Good question. In fact, several patients have asked whether we just administer a shot and then leave the room. I suppose many people think that. After all, they’re asleep, so how would they know otherwise?!
The answer is yes. Someone trained in anesthesia will constantly be with you. You will not be left alone in the operating room. As you will read later in the book, anesthesiologists work with two types of mid-level providers: anesthesiologist assistants (AA’s) and nurse anesthetists (CRNA’s). This is just like your surgeon who may have a physician assistant (PA) or a nurse practitioner (ARNP).
In some hospitals, there are only anesthesiologists. There, the anesthesiologist stays in the room the entire time. Elsewhere, anesthesiologists work as a team with these mid-level providers. In such a case, the anesthesiologist is involved in putting the patient to sleep, and the AA or CNRA stays with the patient during the case. Understand that, like flying a plane, the planning of an anesthetic is the greatest challenge. Once the surgery is underway, a mid-level provider is capable of continuing the anesthetic. The anesthesiologist is always available for any questions or issues that may develop. Notice in the photo that everyone’s attention is focused on the patient. That’s the way it is and how it should be.
The appendix is near the junction of the small intestine and the large intestine (colon). We typically leave it alone unless it becomes inflamed, a condition called appendicitis. This oftentimes presents as pain in the right lower area of your belly, and you can see the small, worm-shaped appendix in the lower left side of the drawing. The image is drawn as if you were looking at someone else, which is why it is on the left side of the picture.
Usually, it is treated as an emergency. The most common surgical approach is laparoscopic (using cameras). Surgery to remove it is called an appendectomy (pronounced APP-en-DECK-to-me). Several small holes are made, and they usually close nicely. Most patients go home the next day. The alternative approach is to open the abdomen. Some patients will need this because they have had multiple abdominal surgeries or perhaps because the laparoscopic attempt is too difficult. The open approach is rare.

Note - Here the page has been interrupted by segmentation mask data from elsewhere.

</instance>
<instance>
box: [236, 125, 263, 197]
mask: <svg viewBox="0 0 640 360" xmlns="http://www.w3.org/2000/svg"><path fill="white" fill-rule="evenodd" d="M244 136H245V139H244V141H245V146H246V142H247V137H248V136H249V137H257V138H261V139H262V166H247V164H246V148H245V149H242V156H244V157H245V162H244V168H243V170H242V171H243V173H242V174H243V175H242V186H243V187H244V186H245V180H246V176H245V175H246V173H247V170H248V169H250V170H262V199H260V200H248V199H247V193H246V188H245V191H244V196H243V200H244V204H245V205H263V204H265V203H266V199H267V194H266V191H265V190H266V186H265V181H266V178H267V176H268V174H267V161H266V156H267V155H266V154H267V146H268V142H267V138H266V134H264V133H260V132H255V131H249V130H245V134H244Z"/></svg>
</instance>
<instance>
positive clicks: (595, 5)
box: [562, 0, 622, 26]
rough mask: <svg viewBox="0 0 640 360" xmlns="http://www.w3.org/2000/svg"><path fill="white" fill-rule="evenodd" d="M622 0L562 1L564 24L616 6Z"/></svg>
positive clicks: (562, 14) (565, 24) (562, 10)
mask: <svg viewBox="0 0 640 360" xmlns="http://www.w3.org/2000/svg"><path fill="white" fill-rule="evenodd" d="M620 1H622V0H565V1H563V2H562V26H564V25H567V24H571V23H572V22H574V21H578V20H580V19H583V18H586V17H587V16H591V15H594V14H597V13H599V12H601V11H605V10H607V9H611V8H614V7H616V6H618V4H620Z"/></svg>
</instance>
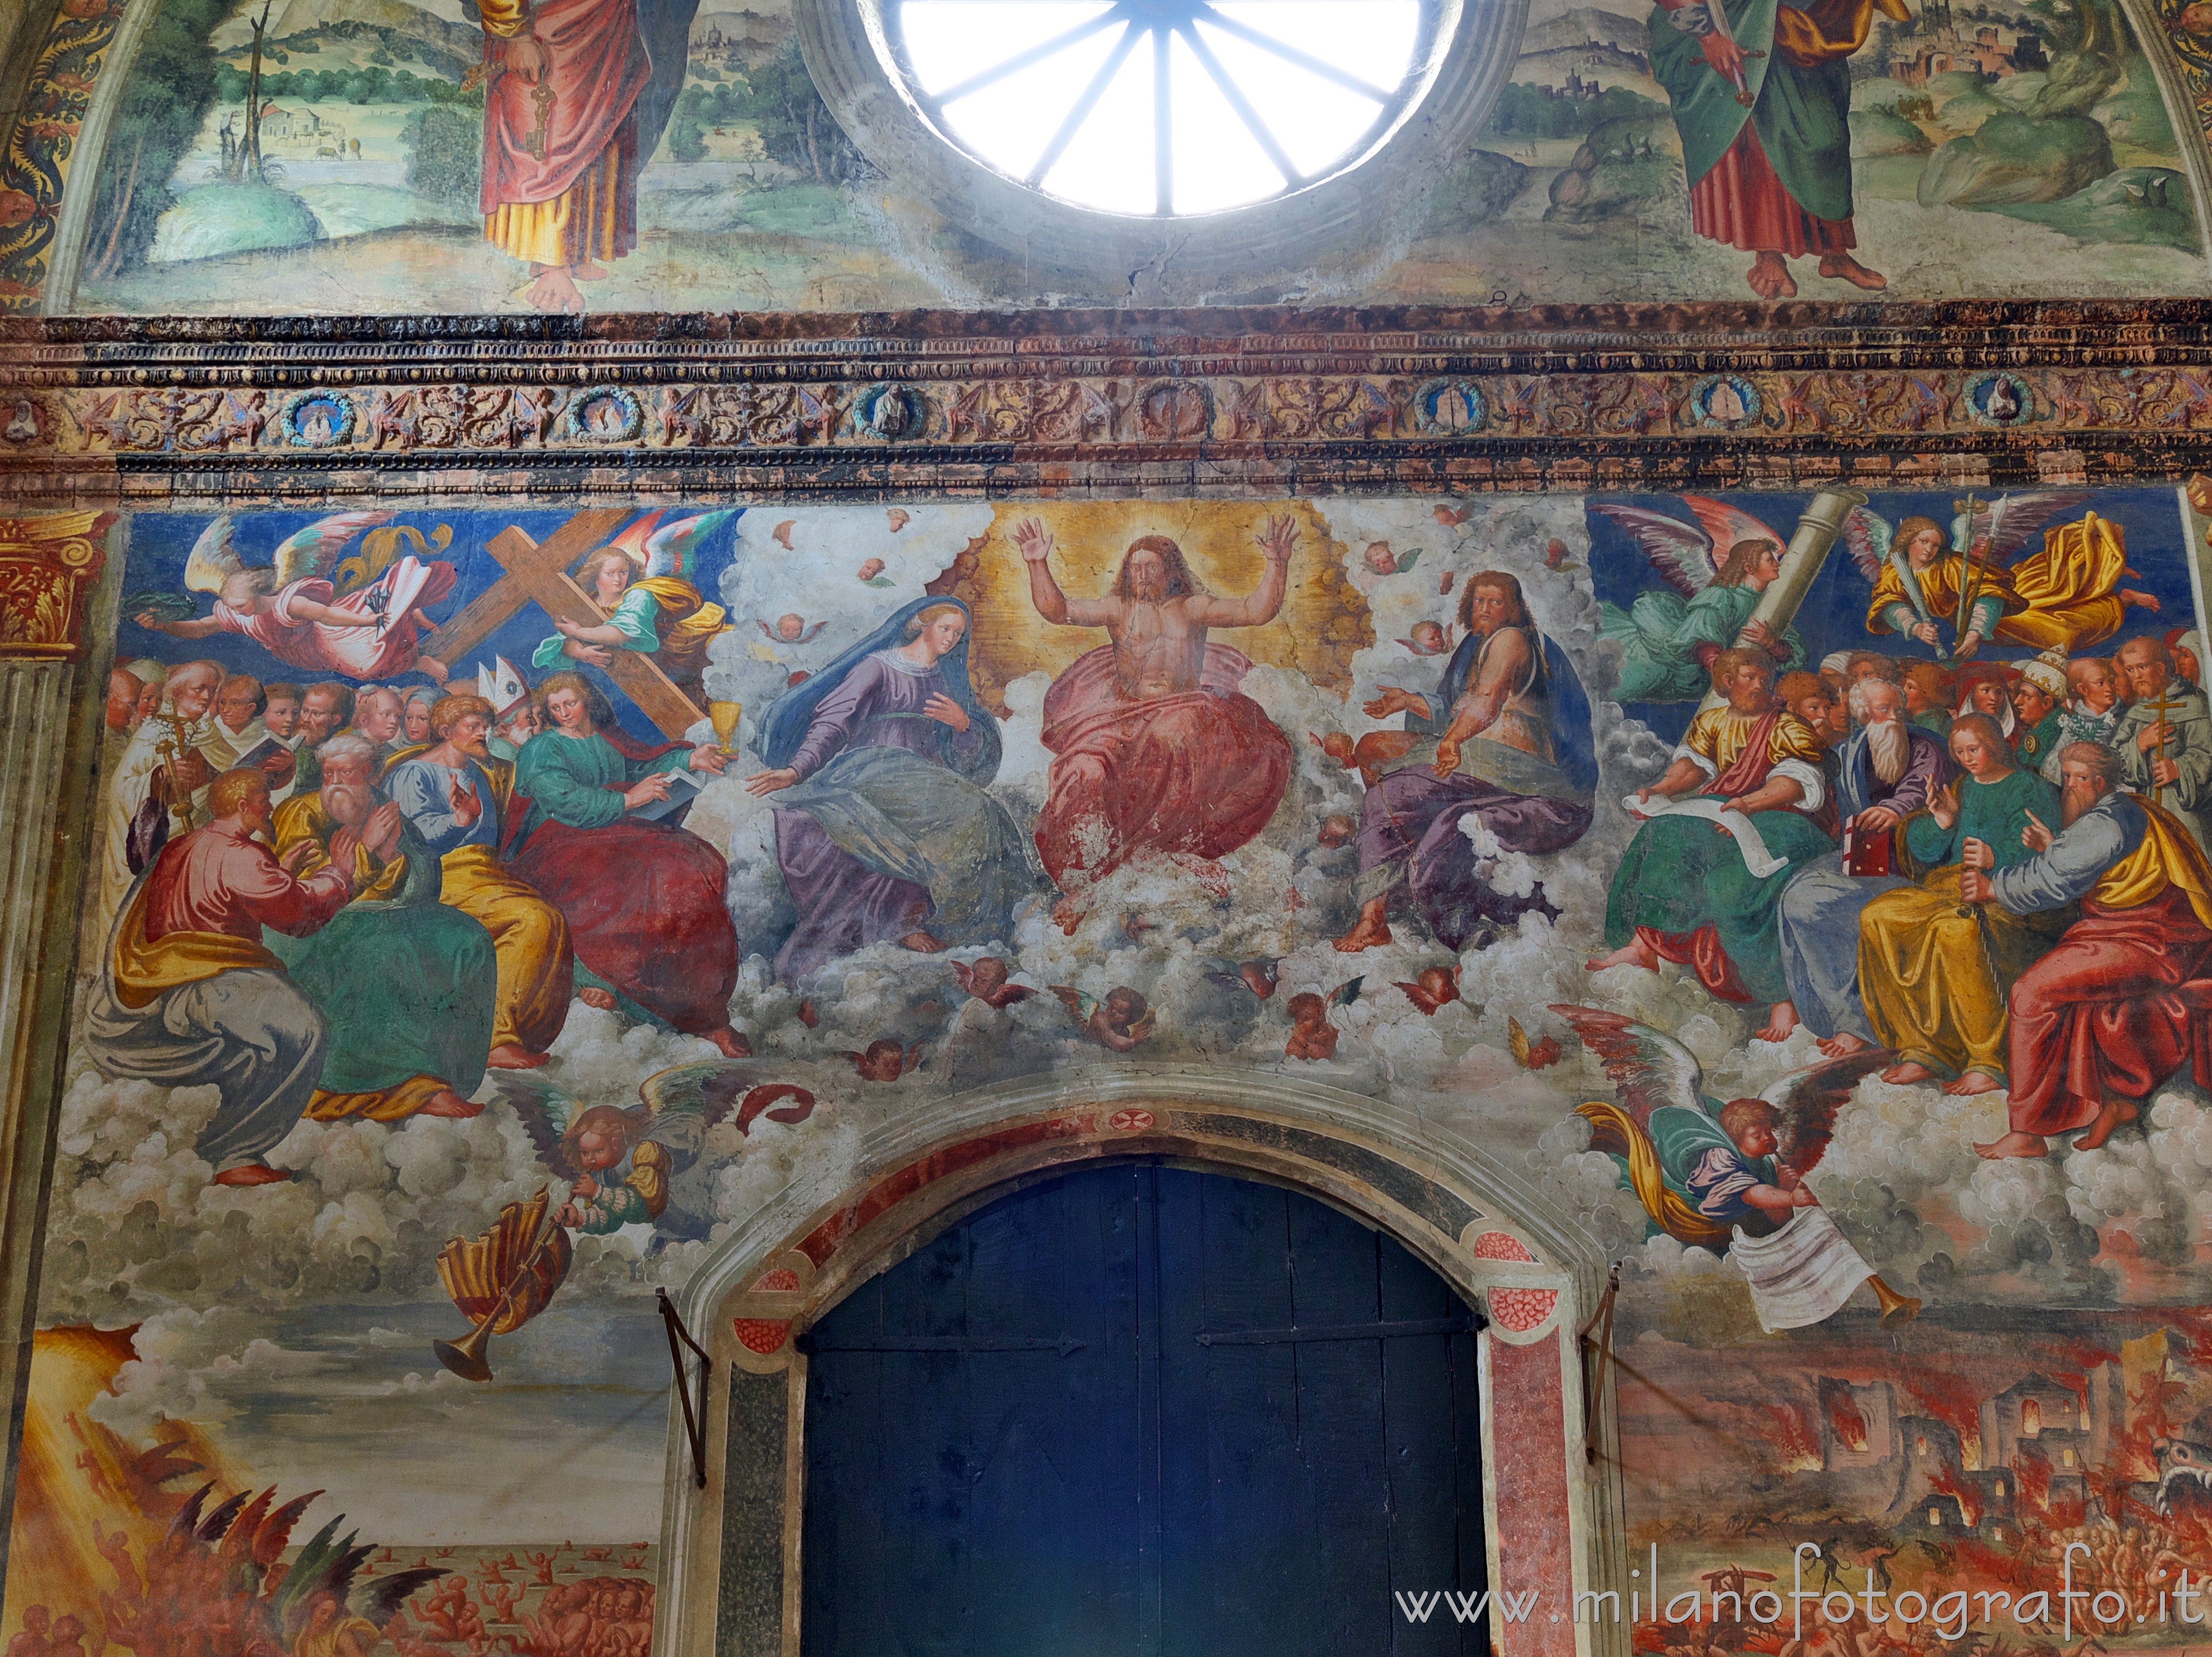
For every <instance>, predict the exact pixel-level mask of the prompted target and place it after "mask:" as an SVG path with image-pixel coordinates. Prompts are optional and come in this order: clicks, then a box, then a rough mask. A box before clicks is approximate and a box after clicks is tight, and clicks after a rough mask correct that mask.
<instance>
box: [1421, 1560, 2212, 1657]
mask: <svg viewBox="0 0 2212 1657" xmlns="http://www.w3.org/2000/svg"><path fill="white" fill-rule="evenodd" d="M2077 1555H2084V1557H2086V1555H2090V1546H2088V1542H2068V1544H2066V1553H2064V1557H2062V1560H2059V1580H2057V1586H2051V1588H2026V1591H2013V1588H1989V1591H1980V1588H1947V1591H1936V1593H1927V1591H1920V1588H1902V1591H1887V1588H1876V1586H1874V1577H1871V1575H1869V1580H1867V1584H1865V1586H1863V1588H1860V1591H1858V1593H1847V1591H1845V1588H1836V1586H1829V1588H1827V1591H1820V1588H1814V1586H1807V1584H1805V1562H1807V1560H1818V1557H1820V1544H1818V1542H1798V1546H1796V1555H1794V1566H1792V1584H1790V1591H1787V1593H1785V1591H1783V1586H1781V1584H1778V1582H1776V1584H1774V1586H1761V1588H1752V1586H1750V1584H1747V1582H1743V1580H1741V1575H1739V1582H1743V1586H1739V1588H1723V1586H1714V1588H1683V1591H1681V1593H1674V1595H1666V1593H1663V1591H1661V1588H1659V1549H1657V1546H1655V1549H1652V1551H1650V1577H1646V1575H1644V1571H1641V1569H1637V1571H1630V1573H1628V1575H1630V1577H1632V1580H1635V1586H1630V1591H1628V1606H1626V1608H1624V1606H1621V1595H1619V1593H1617V1591H1613V1588H1604V1591H1582V1593H1575V1595H1573V1597H1571V1602H1568V1604H1566V1606H1559V1604H1557V1602H1553V1606H1551V1608H1548V1611H1546V1604H1544V1602H1546V1593H1544V1591H1542V1588H1522V1591H1517V1593H1509V1591H1506V1588H1478V1591H1471V1593H1455V1591H1451V1588H1431V1591H1427V1593H1409V1591H1405V1588H1400V1591H1398V1593H1396V1595H1394V1599H1396V1602H1398V1611H1400V1613H1402V1615H1405V1619H1407V1622H1429V1619H1431V1617H1436V1619H1440V1622H1484V1619H1489V1617H1491V1615H1498V1617H1500V1619H1504V1622H1624V1619H1626V1622H1646V1619H1650V1622H1659V1624H1677V1626H1692V1624H1701V1622H1732V1624H1752V1626H1763V1628H1776V1630H1781V1628H1785V1626H1787V1628H1790V1635H1792V1637H1794V1639H1803V1637H1805V1630H1807V1624H1812V1626H1814V1628H1818V1626H1820V1624H1845V1622H1851V1619H1854V1617H1858V1619H1863V1622H1869V1624H1885V1622H1898V1624H1905V1626H1907V1628H1913V1626H1918V1624H1929V1626H1931V1628H1933V1630H1936V1633H1940V1635H1942V1637H1944V1639H1962V1637H1964V1635H1966V1630H1969V1628H1975V1626H1980V1628H1993V1626H1997V1624H2002V1622H2006V1619H2011V1622H2015V1624H2020V1626H2022V1628H2046V1630H2057V1633H2059V1637H2062V1639H2068V1642H2070V1639H2073V1637H2075V1626H2077V1624H2079V1626H2081V1630H2084V1633H2104V1635H2112V1633H2117V1630H2121V1628H2126V1626H2137V1624H2150V1622H2159V1624H2183V1626H2192V1628H2194V1626H2201V1624H2205V1619H2208V1615H2212V1577H2205V1575H2201V1573H2199V1575H2197V1577H2192V1575H2190V1573H2188V1571H2181V1573H2179V1575H2177V1577H2174V1580H2168V1582H2161V1586H2159V1593H2157V1602H2154V1604H2152V1602H2146V1604H2135V1602H2132V1599H2128V1595H2124V1593H2119V1591H2117V1588H2097V1591H2090V1588H2084V1586H2077V1584H2075V1580H2073V1569H2075V1557H2077ZM1714 1575H1721V1573H1714ZM2159 1575H2161V1577H2163V1575H2166V1573H2159Z"/></svg>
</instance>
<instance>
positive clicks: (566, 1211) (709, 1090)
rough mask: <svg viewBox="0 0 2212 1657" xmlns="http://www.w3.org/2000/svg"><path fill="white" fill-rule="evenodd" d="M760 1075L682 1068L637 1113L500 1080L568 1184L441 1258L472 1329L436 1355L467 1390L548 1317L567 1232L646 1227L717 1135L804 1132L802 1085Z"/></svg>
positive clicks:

For the surgery, plan to have a general anesthetic. Other considerations during abdominal surgery are a function of your underlying medical problems. For example, a patient who has been vomiting for two days will likely have an electrolyte imbalance and dehydration, which will require an additional large IV. A very sick patient may need an arterial line to monitor changes in blood pressure. Your anesthesiologist will discuss this with you. There are several possibilities, and the ones just mentioned are common considerations.
Nausea is possible after abdominal surgery. If you have a history of motion sickness or nausea during a previous surgery, please let your anesthesiologist know. He can provide several medications to minimize this risk.